The short yet drastically steep ascent was painful, but we were rewarded with instant views of the Hawkesbury River and the satisfying knowledge that we covered a lot of ground in just a few steep steps and boulder-hugging scrambles. Mia and I kept going, slow and steady, catching up on life updates and pondering existential questions that have moved us since we last caught up a few months prior. Long breaks between boulder after boulder, we encouraged and challenged Miss 5, mindful that we were opening new possibilities to our brave yet inexperienced 5-year-old.
We arrived at the campsite at 3 pm, pleasantly surprised with our speed and at a loss on what to do with the remaining three hours of daylight. With only cup noodles and marshmallows to prepare, we settled on gathering firewood for our campfire then setting up our tent.
At 4 pm, light softening to afternoon yellow, repeated clicks on the Jetboil yielded no flame. The firewood and kindling set up for maximum oxygen penetration sat neatly stacked, lacking the matches or a lighter to start the fire! As I questioned Mia about Jetboil fuel levels, suggested the travesty of having dry noodles and uncooked marshmallows for dinner, and contemplated accosting passing walkers for a lighter, Mia refused to give up. She worked out, with Google, that slight adjustments needed to be made to the igniter. A few minutes of face-twisting metal bending and we welcomed whooshing Jetboil flames. Another few more minutes and the Jetboil flames were replicated on our campfire.
That night, Mia and I continued catching up, while Miss 5 slept, oblivious to our musings. As we talked, orange light glowed outside of our tent – embers reignited to slowly burn and a crackle for a few more hours. After all talk seized, I lay content taking stock of almost two decades of friendship with Mia marked by new endeavors, adventures, and dilemmas dissected, analysed, supported, debated, celebrated, or commiserated in phone calls, texts, and long catch-ups.
As we retraced our steps back down to Berowra Waters, the steep scrambling from the day before turned to vertical drops. As a parent, I held my breath a few times ready to hold on to Miss 5’s hands or any available body part as she descended. But I couldn’t and I didn’t, knowing first hand how empowering it is to find your own footholds and committing to your own line, in life, and in rock climbing.

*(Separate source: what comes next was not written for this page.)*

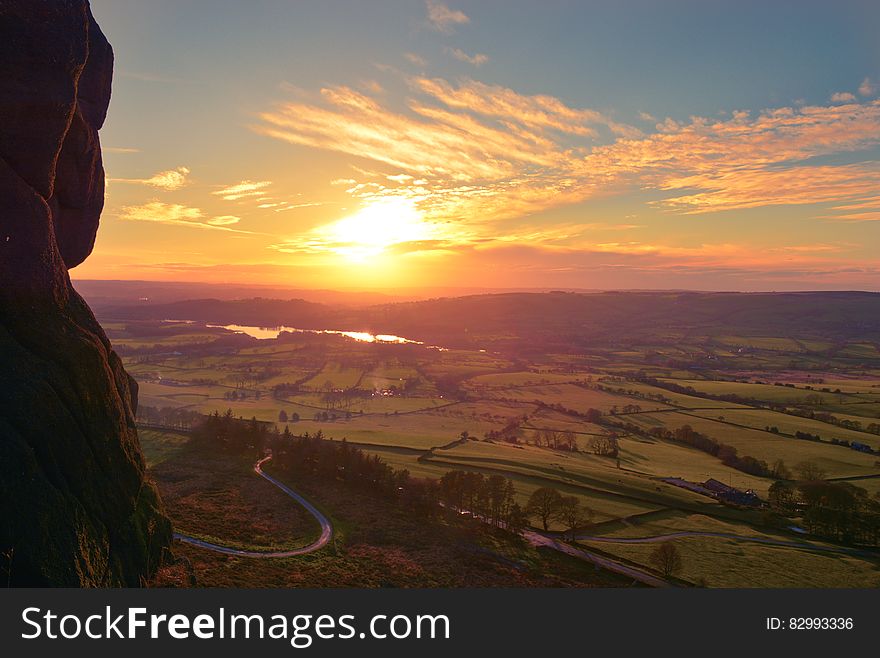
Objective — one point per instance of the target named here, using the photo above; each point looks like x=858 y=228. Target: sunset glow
x=435 y=147
x=380 y=225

Mia was also conveniently leading, sharing my parenting style, and ready to catch and cushion any falls of which there was only one – at a flat section with loose gravel.
This is a hard track for adults and for kids alike, but with preparation and patience, it is worth the weekend scramble. I thought to bring Miss 5 back in summer to immerse her in cicada song, but we ended up coming back two months later in winter when work camping plans fell through. Minus Mia who was baking in the warmth of Singapore, this time Miss 5 and I made sure to pack not one, but two boxes of matches.